CP/M+ nostalgia

This page is largely devoted to CP/M+ which I first experienced on the Amstrad CPC6128 in 1986 and much later with a PCW512 complete with the Gem hard disk system from Cirtech. Digital Research had lost out to Microsoft in the operating system wars and licensed CP/M+ to Amstrad for peanuts, thereby ending up with CP/M+ on many more computers than all the earlier versions of CP/M put together.

CP/M+ brought several improvements, including the ability to use paged memory, improved scripting to automate operations and the system/user distinction that was already around in Unix.

CP/M+ permitted 16 users but any programs or batch files with the attribute sys in user 0 were accessible to all users. To make this work smoothly, you had to set the search order to .sys,.com so that, when a user entered a command, CP/M+ would search for a sys file in user 0 first.

For PCs Digital Research developed its DR-DOS operating system as an altenative to MD-DOS and IBM licensed this version as the basis for its PC-DOS. DR-DOS had a DRDOS folder which could contain programs and batch files which would be available from any location on the hard drive. This gave similar functionality on a PC to the sys attribute in CP/M+.

Because the main CP/M+ programs I was using, WordStar, SuperCalc and dBASEII, were available on the PC and WordStar and SuperCalc both retained the facility to save files in earlier version formats, I continued to use CP/M+ to carry out a number of automated office tasks up to 2000.

In fact, it was this very backward compatibility that encouraged me to license more advanced versions of WordStar and SuperCalc for the PC whereas the difficulty of using dBASEII and dBASEIII on the PC dissuaded me from licensing dBASEIII.

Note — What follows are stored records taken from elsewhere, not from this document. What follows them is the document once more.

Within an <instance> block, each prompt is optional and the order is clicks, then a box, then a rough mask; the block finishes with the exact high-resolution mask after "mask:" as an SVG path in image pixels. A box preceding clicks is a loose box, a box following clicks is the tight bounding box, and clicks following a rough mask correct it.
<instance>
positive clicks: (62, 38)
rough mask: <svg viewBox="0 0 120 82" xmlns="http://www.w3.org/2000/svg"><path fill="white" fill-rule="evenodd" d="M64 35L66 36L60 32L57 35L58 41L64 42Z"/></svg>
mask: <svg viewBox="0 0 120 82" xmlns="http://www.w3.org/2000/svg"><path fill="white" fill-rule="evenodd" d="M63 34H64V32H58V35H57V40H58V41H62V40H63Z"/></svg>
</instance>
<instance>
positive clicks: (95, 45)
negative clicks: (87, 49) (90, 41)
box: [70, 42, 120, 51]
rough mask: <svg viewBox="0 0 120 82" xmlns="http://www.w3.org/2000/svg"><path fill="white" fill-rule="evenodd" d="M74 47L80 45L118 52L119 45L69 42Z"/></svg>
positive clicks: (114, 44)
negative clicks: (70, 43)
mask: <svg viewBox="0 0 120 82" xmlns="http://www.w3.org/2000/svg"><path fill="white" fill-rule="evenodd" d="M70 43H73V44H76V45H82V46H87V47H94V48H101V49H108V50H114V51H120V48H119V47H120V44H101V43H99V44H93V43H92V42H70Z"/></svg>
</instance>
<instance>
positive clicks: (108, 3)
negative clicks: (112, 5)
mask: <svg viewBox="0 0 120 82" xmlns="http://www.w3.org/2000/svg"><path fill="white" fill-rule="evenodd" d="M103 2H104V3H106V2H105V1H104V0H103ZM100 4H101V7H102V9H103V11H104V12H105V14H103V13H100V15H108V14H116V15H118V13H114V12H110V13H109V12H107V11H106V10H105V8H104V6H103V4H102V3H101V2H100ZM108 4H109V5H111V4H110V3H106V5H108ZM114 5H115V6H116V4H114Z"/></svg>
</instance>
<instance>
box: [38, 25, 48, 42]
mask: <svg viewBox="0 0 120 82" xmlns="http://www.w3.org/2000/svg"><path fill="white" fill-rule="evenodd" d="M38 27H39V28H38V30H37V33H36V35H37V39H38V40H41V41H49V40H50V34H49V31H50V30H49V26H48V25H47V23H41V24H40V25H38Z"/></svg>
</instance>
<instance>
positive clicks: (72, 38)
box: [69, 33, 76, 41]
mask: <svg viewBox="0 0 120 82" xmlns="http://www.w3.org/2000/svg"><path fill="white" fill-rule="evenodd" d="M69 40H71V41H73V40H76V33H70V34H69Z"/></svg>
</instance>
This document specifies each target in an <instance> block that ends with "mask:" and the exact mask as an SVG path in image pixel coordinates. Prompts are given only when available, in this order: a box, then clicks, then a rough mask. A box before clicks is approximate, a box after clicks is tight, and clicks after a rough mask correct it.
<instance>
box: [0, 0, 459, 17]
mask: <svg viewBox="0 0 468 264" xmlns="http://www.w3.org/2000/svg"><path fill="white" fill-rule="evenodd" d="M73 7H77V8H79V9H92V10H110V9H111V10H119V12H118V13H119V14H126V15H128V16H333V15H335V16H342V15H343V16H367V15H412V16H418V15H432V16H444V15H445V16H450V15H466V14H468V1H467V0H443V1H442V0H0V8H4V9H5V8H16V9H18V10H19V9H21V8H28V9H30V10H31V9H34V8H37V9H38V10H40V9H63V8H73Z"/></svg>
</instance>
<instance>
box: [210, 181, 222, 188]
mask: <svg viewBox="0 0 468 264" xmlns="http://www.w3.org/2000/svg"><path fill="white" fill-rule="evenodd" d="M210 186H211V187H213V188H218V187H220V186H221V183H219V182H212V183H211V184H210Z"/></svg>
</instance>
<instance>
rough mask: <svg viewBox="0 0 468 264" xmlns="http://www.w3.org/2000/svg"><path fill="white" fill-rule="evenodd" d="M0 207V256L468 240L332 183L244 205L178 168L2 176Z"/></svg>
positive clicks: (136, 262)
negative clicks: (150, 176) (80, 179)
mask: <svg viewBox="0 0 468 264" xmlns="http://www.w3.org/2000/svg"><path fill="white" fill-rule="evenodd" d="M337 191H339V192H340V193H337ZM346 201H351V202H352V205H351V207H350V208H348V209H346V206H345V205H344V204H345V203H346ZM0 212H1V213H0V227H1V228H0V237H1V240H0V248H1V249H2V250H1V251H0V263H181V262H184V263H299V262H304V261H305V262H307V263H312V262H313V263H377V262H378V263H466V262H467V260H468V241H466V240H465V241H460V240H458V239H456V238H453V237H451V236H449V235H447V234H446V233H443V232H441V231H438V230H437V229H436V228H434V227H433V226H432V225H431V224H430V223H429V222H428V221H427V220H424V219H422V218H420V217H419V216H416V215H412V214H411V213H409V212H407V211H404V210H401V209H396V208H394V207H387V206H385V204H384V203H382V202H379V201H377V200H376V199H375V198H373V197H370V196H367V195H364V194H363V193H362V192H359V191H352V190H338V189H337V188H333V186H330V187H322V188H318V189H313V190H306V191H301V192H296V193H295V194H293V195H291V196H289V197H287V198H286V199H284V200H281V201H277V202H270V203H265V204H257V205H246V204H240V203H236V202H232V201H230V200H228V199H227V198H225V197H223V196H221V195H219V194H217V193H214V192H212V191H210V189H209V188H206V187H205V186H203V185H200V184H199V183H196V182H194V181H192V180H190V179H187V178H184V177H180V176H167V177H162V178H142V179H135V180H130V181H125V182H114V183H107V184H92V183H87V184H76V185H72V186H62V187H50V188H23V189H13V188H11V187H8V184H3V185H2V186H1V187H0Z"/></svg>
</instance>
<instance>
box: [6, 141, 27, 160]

When I moved to Linux in 2000, WordStar came with a program which converted its files to Word or WordPerfect format from which I was able to open them first in Applix and later in OpenOffice and LibreOffice (whose superior WordPerfect import facility preserved more of the original formatting) while Supercalc files could be saved as Lotus 1-2-3 files and similarly opened in Linux programs. With my dBASEII tables, I used dBASE commands to convert the dates to MySQL format and fill any empty cells with \N before exporting them as CSV files and importing them into MySQL. The ability of dBASEII to generate a table of each table’s structure made it very easy to create the relevant table structure in MySQL whose commands, with a couple of exceptions where they mean the opposite of what they mean in dBASEII, are very similar to dBASEII commands. In fact, the only CP/M formats which could not be converted to a Linux readable format were the DR Draw and DR Graph vector graphics formats.

Though I did most of my CP/M+ work using proprietary software, I also became involved in the free software side of CP/M, using a number of such programs, including VDE, and contributing one myself, written in assembler.

I also used CP/M+ tools on a number of occasions to get round restrictions in or incompatible Microsoft file formats as well as to recover files from corrupted disks.